MSA Members,


Beginning in February 2016, anesthesiologists will be participating in Blue Cross Blue Shield of Michigan's (BCBSM) Physician Group Incentive Program (PGIP) and become eligible to receive fee uplifts. The MSA Practice Management Committee met last week with BCBSM's representatives to learn about anesthesiologists' upcoming participation in this program. The below is an effort to share the highlights with you and, most importantly, to notify you of the need to be registered and nominated by your Physician Organization (PO) by June 28th, 2015, in order to be eligible for participation beginning in February of 2016.


Background on PGIP

Blue Cross Blue Shield of Michigan's (BCBSM) Physician Group Incentive Program (PGIP) continues to grow and to evolve.  PGIP initially focused predominantly on building primary care infrastructure; however, over the past few years, there has been increased emphasis on bringing specialists into the PGIP mix. 


In 2014, the number of specialties eligible for fee uplifts increased from 7 to 24. BCBSM reports that in 2015 all specialties except for anesthesiology will be eligible for fee uplifts in PGIP. The inclusion of specialists in BCBSM PGIP specialty fee uplifts is intended to help promote the evolution of the Patient-Centered Medical Home (PCMH) to the PCMH "neighborhood" (PCMH-N) in which specialists are actively engaged in transformation efforts including enhanced interaction and coordination with their respective PCMH partners.

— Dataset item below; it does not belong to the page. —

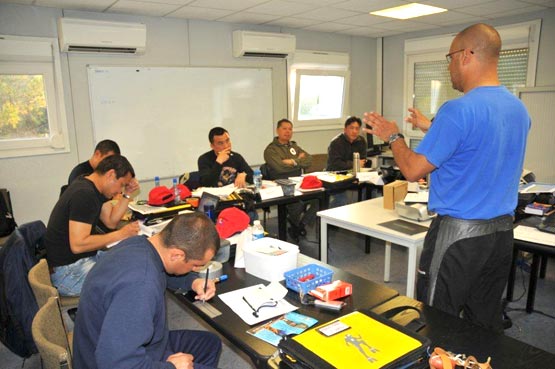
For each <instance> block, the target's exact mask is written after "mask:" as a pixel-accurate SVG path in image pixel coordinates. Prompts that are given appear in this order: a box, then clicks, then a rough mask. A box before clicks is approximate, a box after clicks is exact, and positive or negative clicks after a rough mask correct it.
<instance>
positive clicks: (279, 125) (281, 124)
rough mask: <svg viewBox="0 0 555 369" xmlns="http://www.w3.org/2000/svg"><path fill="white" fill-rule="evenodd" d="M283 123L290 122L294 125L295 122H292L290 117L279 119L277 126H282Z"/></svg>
mask: <svg viewBox="0 0 555 369" xmlns="http://www.w3.org/2000/svg"><path fill="white" fill-rule="evenodd" d="M283 123H289V124H291V126H293V123H291V121H290V120H289V119H285V118H283V119H280V120H278V126H277V128H279V127H281V125H282V124H283Z"/></svg>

To be considered for the fee uplift, a specialty practice must be nominated by their Physician Organization (PO) or by a PO in which the majority of their patients are attributed.  Nomination does not guarantee that a practice will receive an uplift.  Determinations are made annually based on one or more metrics of quality, utilization, efficiency, and cost performance. Most measures look at population-level performance versus practice-level performance.  Specialists typically have to be a member of PGIP for at least one year before they can be nominated and nominations will occur earlier than in prior years.  Fee uplifts are effective beginning in February of each year and are applied to PPO traditional commercial claims.

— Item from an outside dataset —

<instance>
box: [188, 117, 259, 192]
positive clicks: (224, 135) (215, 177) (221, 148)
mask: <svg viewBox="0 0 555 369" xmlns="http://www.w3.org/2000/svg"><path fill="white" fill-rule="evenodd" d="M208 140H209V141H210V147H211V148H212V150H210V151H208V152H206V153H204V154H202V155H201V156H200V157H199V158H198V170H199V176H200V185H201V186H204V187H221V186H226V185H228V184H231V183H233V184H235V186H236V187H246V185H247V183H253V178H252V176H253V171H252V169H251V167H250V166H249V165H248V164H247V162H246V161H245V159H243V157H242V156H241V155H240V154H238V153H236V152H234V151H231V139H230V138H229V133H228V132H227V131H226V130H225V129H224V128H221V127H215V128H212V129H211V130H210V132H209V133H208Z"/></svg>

In 2015, the top half of ranked, fully nominated practices received either a 10% uplift (top quartile) or a 5% uplift (second quartile). There will be no uplift for the remainder of the nominated practices.  The same payment formula will be used in 2016. 


Click here to for a larger view of the flow chart.

Specialist Fee Uplifts for Anesthesiologists for 2016 

To be eligible for the 2016 uplift, anesthesiologists must be signed up with a PGIP PO and entered into the BCBSM PGIP data tool by June 28, 2015.  A list of PGIP POs can be found at  Practices must be nominated by their member PO.  Nomination is based upon Patient-Centered Medical Home-Neighbor principles. BCBSM will use population-level per member per month cost and population-level quality composite for performance measures.  Approximately 50 percent of anesthesiologists nominated will receive an uplift of either 10 or 5 percent.   


Fee Uplifts

Fee uplifts are applied only to PPO/Traditional Commercial claims.  Fee uplifts currently apply to the RVU-based procedure codes, not to time-based codes.  So, beginning February 2016, anesthesiologists will begin to receive fee uplifts for RVU-based procedure codes, such as pain management and conscious sedation.  BCBSM is exploring approaches and possible options to extend fee uplifts to the time-based codes.


Additional information on the BCBS PGIP program can be found here:


There will be a continued effort to distribute new information to our membership as it is shared with our society's leadership.